En 2013 sortira au cinéma une nouvelle adaptation de Gatsby le Magnifique, le roman de Francis Scott Fitzgerald, près de quarante ans après celle mettant en scène Robert Redford et Mia Farrow. Une version magnifique à tout point de vue. Mais je suis convaincue, ayant en mémoire l’extraordinaire prestation de Leonardo di Caprio dans Aviator, que ce dernier saura parfaitement incarner cet Howard Hughes fictif qu’est Gatsby (la déchéance en moins).

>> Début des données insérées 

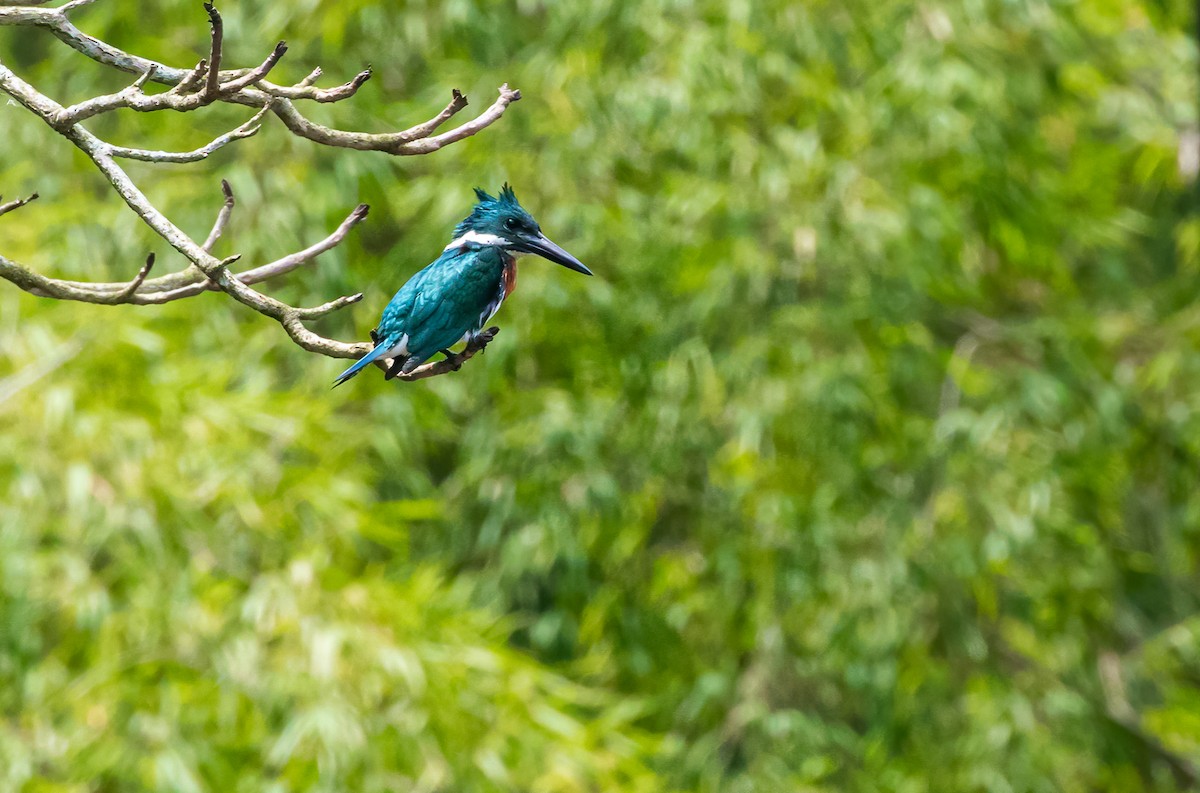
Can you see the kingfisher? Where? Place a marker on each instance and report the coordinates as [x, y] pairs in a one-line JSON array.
[[451, 299]]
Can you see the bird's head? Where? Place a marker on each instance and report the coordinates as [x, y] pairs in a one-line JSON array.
[[503, 222]]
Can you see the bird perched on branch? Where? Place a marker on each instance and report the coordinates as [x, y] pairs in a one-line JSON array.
[[453, 298]]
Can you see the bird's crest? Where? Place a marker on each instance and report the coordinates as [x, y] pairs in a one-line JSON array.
[[490, 209]]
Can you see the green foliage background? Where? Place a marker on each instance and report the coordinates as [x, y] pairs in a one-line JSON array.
[[867, 463]]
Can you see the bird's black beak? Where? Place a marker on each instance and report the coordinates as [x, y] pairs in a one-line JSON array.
[[547, 250]]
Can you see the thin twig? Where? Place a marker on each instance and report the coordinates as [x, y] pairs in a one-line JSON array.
[[213, 85], [222, 217]]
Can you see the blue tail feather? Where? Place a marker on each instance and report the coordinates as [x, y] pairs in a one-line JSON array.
[[378, 352]]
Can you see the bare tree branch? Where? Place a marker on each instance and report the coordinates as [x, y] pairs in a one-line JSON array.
[[258, 72], [213, 84], [17, 204], [246, 130], [191, 89]]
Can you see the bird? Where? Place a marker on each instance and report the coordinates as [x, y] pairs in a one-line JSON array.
[[454, 296]]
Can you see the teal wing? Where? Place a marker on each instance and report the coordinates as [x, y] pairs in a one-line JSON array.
[[445, 300]]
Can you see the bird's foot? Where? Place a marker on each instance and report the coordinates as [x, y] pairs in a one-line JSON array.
[[480, 341], [397, 365]]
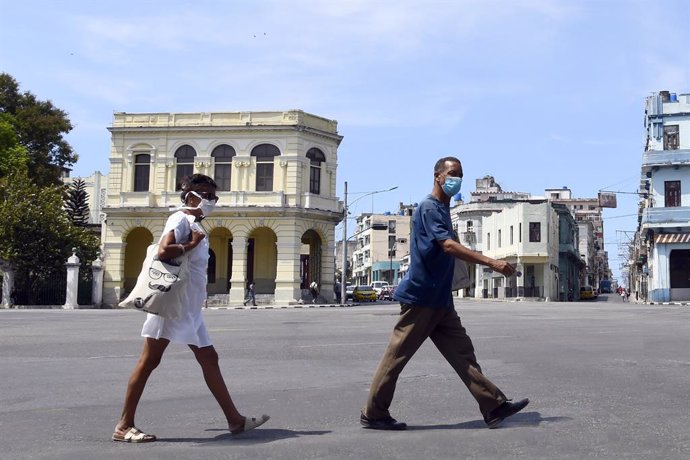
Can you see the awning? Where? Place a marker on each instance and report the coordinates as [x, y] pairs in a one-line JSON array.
[[669, 238]]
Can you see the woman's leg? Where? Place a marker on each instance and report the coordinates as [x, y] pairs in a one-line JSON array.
[[208, 359], [150, 358]]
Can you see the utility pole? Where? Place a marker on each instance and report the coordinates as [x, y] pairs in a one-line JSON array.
[[343, 273]]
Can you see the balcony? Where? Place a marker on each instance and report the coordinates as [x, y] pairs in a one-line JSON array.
[[468, 237], [666, 217], [656, 158]]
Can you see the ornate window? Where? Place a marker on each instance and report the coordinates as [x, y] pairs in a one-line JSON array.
[[142, 168], [316, 157], [223, 166], [264, 153], [185, 164]]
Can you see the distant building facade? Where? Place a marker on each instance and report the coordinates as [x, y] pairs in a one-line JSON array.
[[659, 267], [274, 223], [382, 240]]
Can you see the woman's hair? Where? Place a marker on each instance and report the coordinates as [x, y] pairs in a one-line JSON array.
[[189, 183]]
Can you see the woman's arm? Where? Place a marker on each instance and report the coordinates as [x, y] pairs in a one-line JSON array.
[[170, 249]]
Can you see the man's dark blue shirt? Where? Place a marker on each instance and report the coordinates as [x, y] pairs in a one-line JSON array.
[[429, 278]]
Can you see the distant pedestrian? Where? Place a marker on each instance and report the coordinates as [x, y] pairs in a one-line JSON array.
[[427, 310], [251, 294], [337, 287], [314, 290]]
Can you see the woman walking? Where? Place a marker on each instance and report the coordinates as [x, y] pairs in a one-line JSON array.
[[199, 198]]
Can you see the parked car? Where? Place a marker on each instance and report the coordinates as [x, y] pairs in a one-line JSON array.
[[362, 293], [379, 286], [586, 292]]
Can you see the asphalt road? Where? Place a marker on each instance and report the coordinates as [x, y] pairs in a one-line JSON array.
[[606, 379]]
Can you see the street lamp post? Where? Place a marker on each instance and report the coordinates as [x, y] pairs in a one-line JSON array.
[[343, 277]]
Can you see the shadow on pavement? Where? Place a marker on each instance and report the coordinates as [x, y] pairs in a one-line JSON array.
[[263, 435], [521, 419]]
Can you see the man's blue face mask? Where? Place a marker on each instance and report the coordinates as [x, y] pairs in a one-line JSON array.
[[452, 185]]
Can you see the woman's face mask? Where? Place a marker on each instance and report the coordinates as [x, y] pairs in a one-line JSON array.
[[206, 205]]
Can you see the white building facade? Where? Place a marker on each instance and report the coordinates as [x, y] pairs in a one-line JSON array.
[[381, 242]]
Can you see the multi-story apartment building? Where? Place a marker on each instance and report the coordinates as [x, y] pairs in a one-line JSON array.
[[274, 223], [537, 235], [659, 270], [586, 210], [382, 240]]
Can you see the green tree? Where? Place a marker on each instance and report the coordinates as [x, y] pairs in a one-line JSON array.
[[13, 157], [39, 127], [77, 203], [36, 235]]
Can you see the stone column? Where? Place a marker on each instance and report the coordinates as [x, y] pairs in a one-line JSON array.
[[72, 281], [7, 284], [519, 267], [287, 271], [97, 282], [239, 269]]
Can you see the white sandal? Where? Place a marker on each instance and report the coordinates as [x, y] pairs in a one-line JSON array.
[[133, 435], [250, 423]]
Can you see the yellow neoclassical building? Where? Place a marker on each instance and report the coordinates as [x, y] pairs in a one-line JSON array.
[[275, 221]]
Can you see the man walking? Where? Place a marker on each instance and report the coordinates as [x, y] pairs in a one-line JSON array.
[[427, 309], [314, 290], [251, 294]]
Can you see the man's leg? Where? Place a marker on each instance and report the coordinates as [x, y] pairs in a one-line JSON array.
[[412, 329], [456, 346]]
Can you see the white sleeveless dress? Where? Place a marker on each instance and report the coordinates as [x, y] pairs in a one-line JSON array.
[[189, 328]]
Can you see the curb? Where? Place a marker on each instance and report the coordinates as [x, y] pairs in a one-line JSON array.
[[282, 307]]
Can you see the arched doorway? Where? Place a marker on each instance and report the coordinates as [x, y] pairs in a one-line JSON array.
[[137, 241], [679, 271], [310, 259], [220, 261], [262, 260]]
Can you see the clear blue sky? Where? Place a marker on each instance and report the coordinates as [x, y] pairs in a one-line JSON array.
[[537, 93]]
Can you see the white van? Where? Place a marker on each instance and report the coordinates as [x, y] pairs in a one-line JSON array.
[[379, 286]]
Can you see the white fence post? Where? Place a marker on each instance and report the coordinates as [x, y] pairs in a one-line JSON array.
[[72, 281], [97, 283], [7, 284]]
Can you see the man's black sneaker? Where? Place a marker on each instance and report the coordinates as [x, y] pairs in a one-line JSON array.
[[388, 423], [505, 410]]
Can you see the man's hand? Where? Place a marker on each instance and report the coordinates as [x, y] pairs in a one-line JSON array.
[[197, 237], [503, 267]]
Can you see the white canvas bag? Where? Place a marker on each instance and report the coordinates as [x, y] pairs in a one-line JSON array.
[[159, 285]]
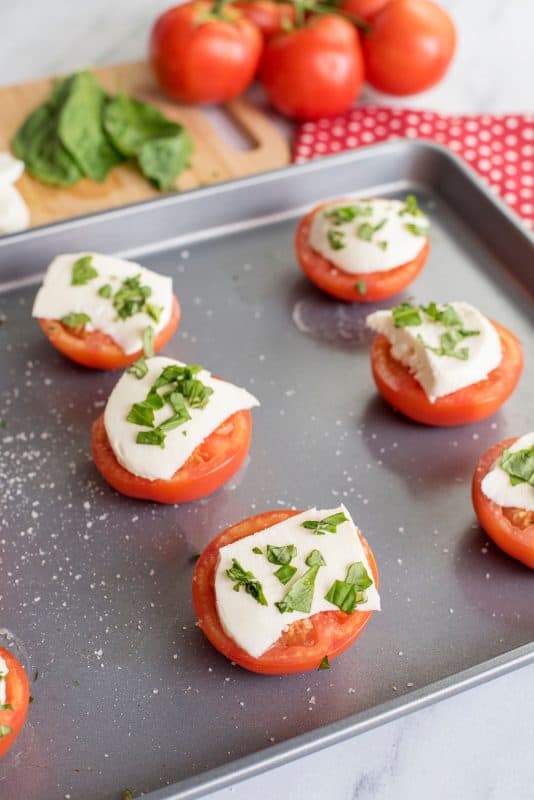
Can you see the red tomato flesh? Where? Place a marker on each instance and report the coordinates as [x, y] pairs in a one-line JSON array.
[[305, 643], [97, 350], [347, 286], [210, 466], [409, 47], [471, 404], [17, 696], [512, 529], [313, 71], [200, 56]]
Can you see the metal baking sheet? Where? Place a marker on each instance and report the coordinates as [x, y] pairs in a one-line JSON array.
[[127, 692]]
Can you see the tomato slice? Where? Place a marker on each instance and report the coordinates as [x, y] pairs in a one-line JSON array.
[[210, 466], [471, 404], [18, 697], [347, 286], [98, 350], [305, 643], [512, 529]]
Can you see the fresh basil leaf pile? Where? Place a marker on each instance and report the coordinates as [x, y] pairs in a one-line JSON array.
[[79, 131]]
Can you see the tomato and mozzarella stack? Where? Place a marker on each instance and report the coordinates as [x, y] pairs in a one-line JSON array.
[[363, 250], [95, 308], [503, 496], [443, 364], [279, 592], [172, 432]]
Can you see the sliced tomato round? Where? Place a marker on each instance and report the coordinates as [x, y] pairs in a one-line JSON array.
[[98, 350], [512, 529], [368, 287], [210, 466], [304, 643], [13, 712], [471, 404]]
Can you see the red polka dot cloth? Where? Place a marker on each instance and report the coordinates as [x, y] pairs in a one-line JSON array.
[[499, 148]]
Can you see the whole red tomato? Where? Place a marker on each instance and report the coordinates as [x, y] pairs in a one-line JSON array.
[[409, 47], [204, 53], [364, 9], [315, 70], [270, 17]]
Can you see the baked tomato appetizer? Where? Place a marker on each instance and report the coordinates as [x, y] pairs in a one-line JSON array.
[[286, 591], [363, 250], [503, 496], [172, 432], [443, 364], [14, 699], [96, 309]]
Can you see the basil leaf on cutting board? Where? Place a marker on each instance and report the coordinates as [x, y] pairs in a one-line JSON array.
[[38, 144], [162, 147], [80, 127]]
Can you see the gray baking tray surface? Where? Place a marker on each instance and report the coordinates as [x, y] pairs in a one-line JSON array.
[[127, 692]]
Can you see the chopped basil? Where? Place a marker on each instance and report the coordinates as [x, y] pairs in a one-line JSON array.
[[138, 369], [183, 387], [315, 558], [281, 555], [148, 341], [285, 573], [175, 421], [519, 465], [406, 315], [106, 291], [153, 311], [326, 525], [74, 320], [155, 437], [131, 297], [411, 207], [242, 577], [415, 230], [83, 271], [141, 414], [300, 596], [448, 342], [336, 239], [348, 593]]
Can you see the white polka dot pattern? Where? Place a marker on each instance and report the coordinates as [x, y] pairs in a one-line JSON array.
[[499, 148]]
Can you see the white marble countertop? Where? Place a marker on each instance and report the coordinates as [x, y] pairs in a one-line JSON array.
[[478, 745]]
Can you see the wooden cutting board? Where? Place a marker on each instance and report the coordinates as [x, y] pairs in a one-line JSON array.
[[213, 160]]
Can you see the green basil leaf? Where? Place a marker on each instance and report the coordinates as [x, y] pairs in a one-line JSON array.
[[315, 558], [106, 291], [83, 271], [519, 465], [285, 573], [155, 437], [247, 580], [300, 596], [75, 320], [281, 555], [336, 239]]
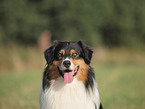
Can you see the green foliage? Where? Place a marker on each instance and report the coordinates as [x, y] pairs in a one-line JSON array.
[[111, 22]]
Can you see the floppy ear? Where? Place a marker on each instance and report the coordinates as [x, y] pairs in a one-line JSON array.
[[49, 53], [87, 52]]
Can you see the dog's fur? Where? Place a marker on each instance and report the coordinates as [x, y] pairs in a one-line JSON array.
[[68, 79]]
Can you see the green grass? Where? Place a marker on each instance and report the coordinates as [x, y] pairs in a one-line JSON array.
[[120, 87]]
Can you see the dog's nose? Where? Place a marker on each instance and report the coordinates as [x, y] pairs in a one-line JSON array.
[[67, 63]]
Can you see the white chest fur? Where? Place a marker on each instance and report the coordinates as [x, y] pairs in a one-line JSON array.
[[68, 96]]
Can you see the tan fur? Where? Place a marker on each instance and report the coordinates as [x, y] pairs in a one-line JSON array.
[[53, 71]]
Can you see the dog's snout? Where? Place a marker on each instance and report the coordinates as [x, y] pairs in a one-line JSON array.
[[67, 63]]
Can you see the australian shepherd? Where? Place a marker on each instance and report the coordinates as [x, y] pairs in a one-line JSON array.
[[68, 80]]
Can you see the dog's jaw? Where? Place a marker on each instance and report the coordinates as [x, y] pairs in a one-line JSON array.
[[68, 75]]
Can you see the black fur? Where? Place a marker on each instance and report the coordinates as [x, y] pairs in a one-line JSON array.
[[87, 52], [84, 53]]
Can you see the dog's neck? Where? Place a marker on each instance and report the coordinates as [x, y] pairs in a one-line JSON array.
[[70, 96]]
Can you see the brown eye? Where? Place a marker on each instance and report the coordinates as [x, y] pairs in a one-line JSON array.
[[75, 55], [60, 55]]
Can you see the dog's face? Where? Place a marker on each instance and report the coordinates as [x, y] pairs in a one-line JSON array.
[[69, 60]]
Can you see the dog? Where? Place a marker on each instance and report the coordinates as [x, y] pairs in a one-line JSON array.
[[68, 80]]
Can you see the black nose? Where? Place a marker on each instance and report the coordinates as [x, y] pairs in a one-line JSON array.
[[67, 63]]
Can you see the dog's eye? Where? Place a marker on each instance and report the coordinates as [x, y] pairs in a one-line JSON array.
[[60, 55], [75, 55]]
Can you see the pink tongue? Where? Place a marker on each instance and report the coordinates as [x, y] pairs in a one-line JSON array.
[[68, 77]]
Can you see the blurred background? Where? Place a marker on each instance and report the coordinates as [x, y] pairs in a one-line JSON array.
[[114, 29]]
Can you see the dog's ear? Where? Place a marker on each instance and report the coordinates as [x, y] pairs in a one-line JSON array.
[[49, 53], [87, 52]]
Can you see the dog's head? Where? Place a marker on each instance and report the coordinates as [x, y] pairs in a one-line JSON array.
[[69, 59]]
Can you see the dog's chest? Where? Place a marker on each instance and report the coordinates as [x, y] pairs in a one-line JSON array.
[[67, 96]]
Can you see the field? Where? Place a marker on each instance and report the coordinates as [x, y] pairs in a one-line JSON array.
[[120, 83]]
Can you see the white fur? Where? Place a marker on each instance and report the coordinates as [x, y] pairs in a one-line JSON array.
[[72, 66], [69, 96]]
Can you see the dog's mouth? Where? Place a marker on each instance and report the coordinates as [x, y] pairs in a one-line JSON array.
[[68, 75]]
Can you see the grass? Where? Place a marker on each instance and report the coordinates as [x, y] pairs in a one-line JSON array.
[[120, 87]]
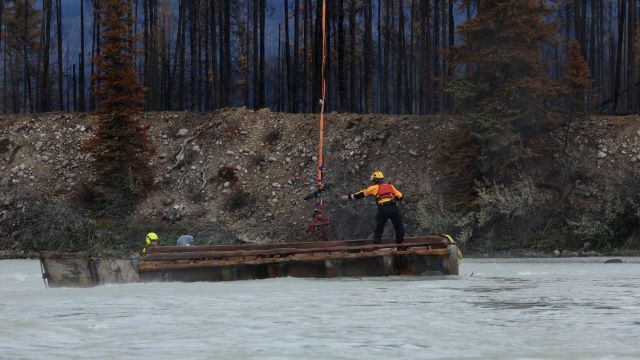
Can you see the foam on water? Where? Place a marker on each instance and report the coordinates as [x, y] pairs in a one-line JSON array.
[[498, 309]]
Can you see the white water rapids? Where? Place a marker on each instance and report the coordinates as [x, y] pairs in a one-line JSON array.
[[497, 309]]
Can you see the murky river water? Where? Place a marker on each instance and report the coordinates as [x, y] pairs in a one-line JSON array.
[[498, 309]]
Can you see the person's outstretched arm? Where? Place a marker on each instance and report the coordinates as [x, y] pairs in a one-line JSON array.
[[370, 191]]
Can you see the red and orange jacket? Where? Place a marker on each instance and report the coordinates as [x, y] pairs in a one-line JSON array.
[[383, 192]]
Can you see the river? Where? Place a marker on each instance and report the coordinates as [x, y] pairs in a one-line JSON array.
[[497, 309]]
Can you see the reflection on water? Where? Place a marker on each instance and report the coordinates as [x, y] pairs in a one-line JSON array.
[[498, 309]]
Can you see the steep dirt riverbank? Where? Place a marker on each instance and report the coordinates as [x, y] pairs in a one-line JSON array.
[[242, 175]]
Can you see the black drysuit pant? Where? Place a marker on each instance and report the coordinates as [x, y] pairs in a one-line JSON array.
[[386, 212]]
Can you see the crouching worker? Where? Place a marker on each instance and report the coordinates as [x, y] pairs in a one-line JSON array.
[[150, 240], [387, 197]]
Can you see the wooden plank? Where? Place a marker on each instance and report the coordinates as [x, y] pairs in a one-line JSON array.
[[193, 255], [186, 264], [301, 245]]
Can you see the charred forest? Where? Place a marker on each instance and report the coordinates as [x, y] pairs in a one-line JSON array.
[[384, 56]]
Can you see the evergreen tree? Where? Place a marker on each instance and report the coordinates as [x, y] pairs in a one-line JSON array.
[[120, 147], [503, 94]]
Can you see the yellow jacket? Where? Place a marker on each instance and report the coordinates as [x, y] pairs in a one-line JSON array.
[[383, 192]]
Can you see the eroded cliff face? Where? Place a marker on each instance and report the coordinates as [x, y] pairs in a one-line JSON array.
[[238, 174]]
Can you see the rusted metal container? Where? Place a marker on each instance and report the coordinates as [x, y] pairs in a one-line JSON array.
[[76, 270], [428, 255]]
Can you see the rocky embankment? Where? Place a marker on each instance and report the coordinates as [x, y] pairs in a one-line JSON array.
[[238, 174]]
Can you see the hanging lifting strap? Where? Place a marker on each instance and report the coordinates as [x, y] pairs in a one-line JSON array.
[[320, 224]]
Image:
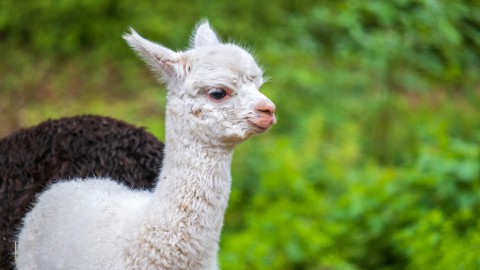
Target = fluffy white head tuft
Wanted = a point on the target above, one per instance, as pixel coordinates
(212, 88)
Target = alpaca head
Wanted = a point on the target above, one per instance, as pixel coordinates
(212, 88)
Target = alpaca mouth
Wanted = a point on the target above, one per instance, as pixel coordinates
(261, 124)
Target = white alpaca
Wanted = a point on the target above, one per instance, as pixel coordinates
(213, 104)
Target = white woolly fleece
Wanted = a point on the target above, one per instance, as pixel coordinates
(99, 224)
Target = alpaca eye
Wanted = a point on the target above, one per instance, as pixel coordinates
(217, 93)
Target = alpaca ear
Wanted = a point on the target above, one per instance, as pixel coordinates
(204, 36)
(162, 60)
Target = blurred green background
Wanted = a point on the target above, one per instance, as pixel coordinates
(375, 160)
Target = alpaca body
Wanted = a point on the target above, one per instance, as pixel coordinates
(213, 104)
(117, 229)
(71, 147)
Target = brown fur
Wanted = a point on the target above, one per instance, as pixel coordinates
(80, 146)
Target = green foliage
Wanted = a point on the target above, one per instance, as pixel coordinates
(375, 160)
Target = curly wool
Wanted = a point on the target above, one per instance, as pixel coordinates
(74, 147)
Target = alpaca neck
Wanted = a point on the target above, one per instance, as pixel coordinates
(186, 214)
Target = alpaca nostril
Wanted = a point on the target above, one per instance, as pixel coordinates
(266, 107)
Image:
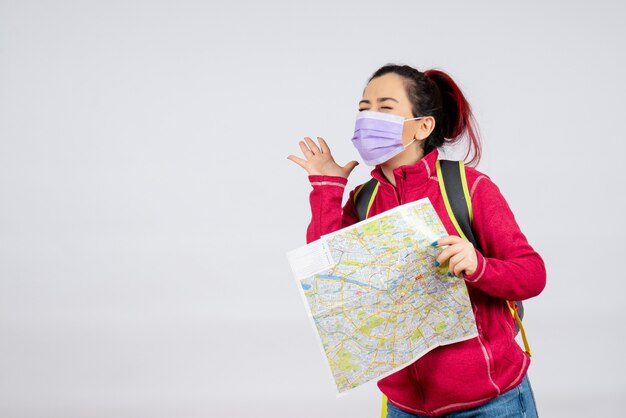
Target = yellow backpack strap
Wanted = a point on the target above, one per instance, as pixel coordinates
(521, 327)
(451, 177)
(383, 410)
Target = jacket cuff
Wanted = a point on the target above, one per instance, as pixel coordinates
(321, 180)
(480, 269)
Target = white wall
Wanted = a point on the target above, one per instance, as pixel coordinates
(146, 203)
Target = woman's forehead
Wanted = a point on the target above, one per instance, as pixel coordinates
(388, 85)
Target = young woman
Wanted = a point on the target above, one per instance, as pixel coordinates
(405, 115)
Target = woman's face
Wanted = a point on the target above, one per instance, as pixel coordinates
(387, 94)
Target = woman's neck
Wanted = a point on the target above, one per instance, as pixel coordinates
(409, 156)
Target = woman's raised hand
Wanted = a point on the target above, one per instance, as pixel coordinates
(319, 161)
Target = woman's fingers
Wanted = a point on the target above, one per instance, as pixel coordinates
(299, 161)
(312, 145)
(305, 149)
(323, 145)
(448, 240)
(447, 253)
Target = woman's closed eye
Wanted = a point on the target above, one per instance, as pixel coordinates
(383, 107)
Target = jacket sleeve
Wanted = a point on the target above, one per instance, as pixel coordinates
(327, 214)
(509, 268)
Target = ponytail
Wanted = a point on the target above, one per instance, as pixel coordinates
(456, 115)
(434, 93)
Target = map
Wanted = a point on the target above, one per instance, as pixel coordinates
(376, 299)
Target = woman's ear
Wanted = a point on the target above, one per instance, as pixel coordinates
(424, 128)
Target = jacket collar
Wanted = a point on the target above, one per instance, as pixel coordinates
(416, 173)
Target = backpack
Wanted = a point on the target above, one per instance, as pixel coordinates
(456, 196)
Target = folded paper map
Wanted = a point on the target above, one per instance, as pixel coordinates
(376, 299)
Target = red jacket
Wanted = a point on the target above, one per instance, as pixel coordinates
(472, 372)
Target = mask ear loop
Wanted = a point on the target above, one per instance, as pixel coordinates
(414, 139)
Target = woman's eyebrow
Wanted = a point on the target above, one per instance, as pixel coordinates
(380, 99)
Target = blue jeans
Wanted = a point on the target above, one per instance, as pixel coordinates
(517, 402)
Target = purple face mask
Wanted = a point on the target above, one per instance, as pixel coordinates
(378, 136)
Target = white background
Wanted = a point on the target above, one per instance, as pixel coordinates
(146, 202)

Gatsby fait partie des héros désenchantés et désespérés, à la lisière du cynisme, pour lesquels j’ai toujours eu beaucoup d’affection. Je m’amuse à leur trouver des cousinages, des parentés, des descendances, au gré de mes expériences de lectrice et de spectatrice. Je pourrais d’ailleurs en tracer la chronologie littéraire et cinématographique, qui s’étendrait des années 1920 aux années 1960, mais que l’on serait libre de prolonger à volonté :
En 1925 paraît donc Gatsby le Magnifique, roman emblématique de la « Génération perdue » des années 1920. Ce qui frappe, en tout cas pour moi, c’est moins l’amour destructeur que voue Gatsby à Daisy, dans une atmosphère de frivolité et d’inconscience, que le mystère qu’il incarne. Celui d’un ovni, d’un être complètement déconnecté d’une époque qu’il ne comprend pas plus qu’elle ne le comprend lui-même. Celui d’un météore, à la réputation sulfureuse, recraché vivant par la première guerre mondiale et arrivé là on ne sait comment.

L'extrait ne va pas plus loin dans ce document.